Werbick plädiert für eine verschärft biblische Sichtweise auf die aktuellen Entwicklungen innerhalb des Christentums. Die Theologie sollte sich nicht „daran abarbeiten, zu retten, was nicht zu retten ist, sondern das humane Potential des Glaubens ans Licht zu bringen“ (57). Darüber hinaus regt er dazu an, den Akzent von einem ekklesiozentrischen – bis herauf zum Vorabend des Zweiten Vatikanischen Konzils befeuerten – Blickwinkel hin auf eine theozentrische Sichtweise zu setzen: „Gott sollte uns als er selbst glaubwürdig sein, nicht deshalb, weil uns die Kirche mit ihrer Selbstinszenierung so sehr für sich einnimmt“ (73).

Werbick nimmt mit vorliegendem Werk die Zweifel und das Ringen von vielen Gläubigen ernst und spricht den Graben, der sich für viele Christ:innen zwischen dem eigenem Glauben und der Zugehörigkeit zur „ruinöse[n] Institution“ (109) Kirche auftut, an. Er vertröstet nicht mit floskelhaften Wendungen, sondern weist auf Problemfelder hin und erörtert dieselben anhand seiner theologischen Expertise. Dies wird bspw. in Blick auf die Ausführungen zur Liturgie ersichtlich: In der Liturgie „wird nicht nur die Krise der Ortsgemeinden, sondern auch das Unglaubwürdig-Werden kirchlicher Verlautbarungen alltäglich greifbar“ (183).

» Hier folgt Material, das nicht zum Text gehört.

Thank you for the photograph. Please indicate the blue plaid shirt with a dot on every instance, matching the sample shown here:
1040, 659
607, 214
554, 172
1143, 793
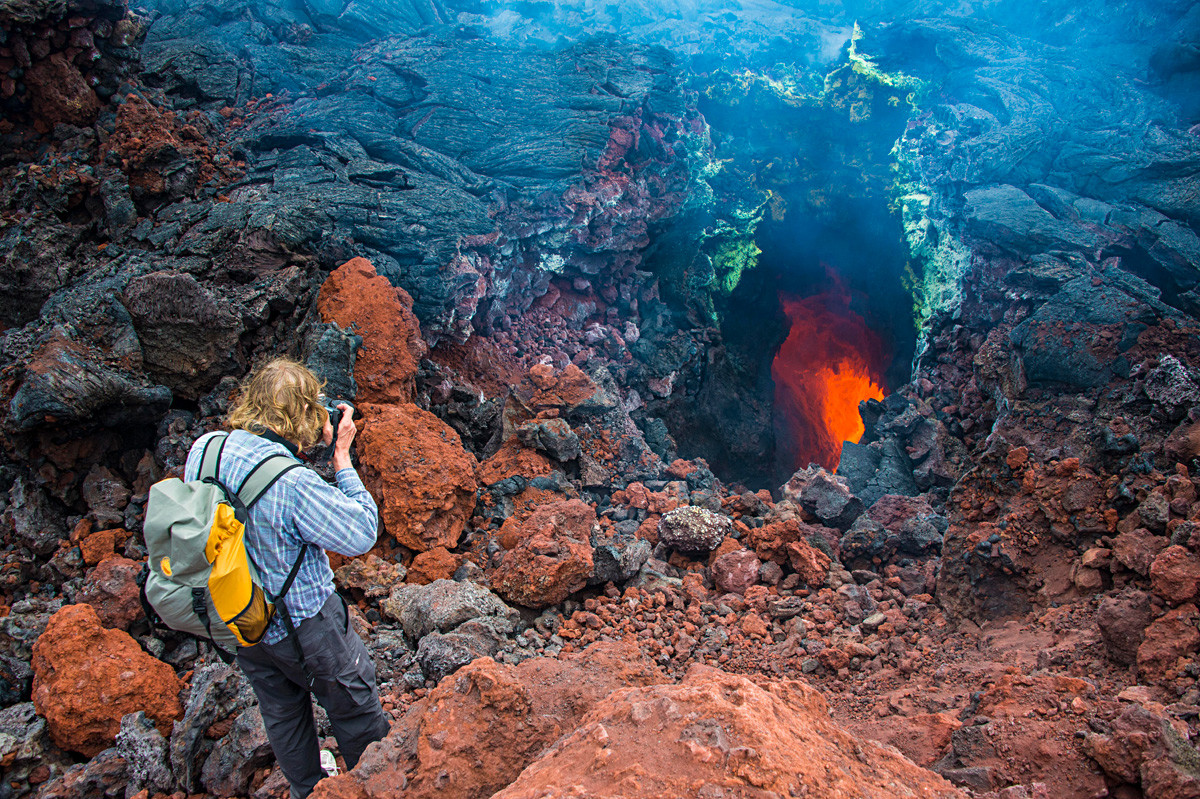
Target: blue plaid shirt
299, 508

Werbick lädt in seinen Ausführungen ein, die Eucharistie als Feier des Brotbrechens, wie sie in den biblischen Texten überliefert wird, verstärkt am jesuanischen Handeln zu orientieren. Eucharistie ist communio und participatio und nicht Schaubühne einer „hierarchisch-ekklesialen Egozentrik“ (195).

Es ist nicht zu leugnen, dass der Katholischen Kirche größeres Misstrauen denn je entgegengebracht wird, andererseits scheint es so, dass es viele Christ:innen „in dieser Kirche aus[halten]“ (226), obwohl es manchmal den Anschein hat, als wolle sich die Kirche selbst abschaffen (Werbick spricht mehrmals von kirchlicher Selbst-Relativierung). „Ob diese Kirche Zukunft hat, wird man sehen“ (46).

Tobias Simonini

Von Sass, Hartmut: Atheistisch glauben. Ein theologischer Essay.
Berlin: Matthes & Seitz 2022. 151 S. Kt. 14,–.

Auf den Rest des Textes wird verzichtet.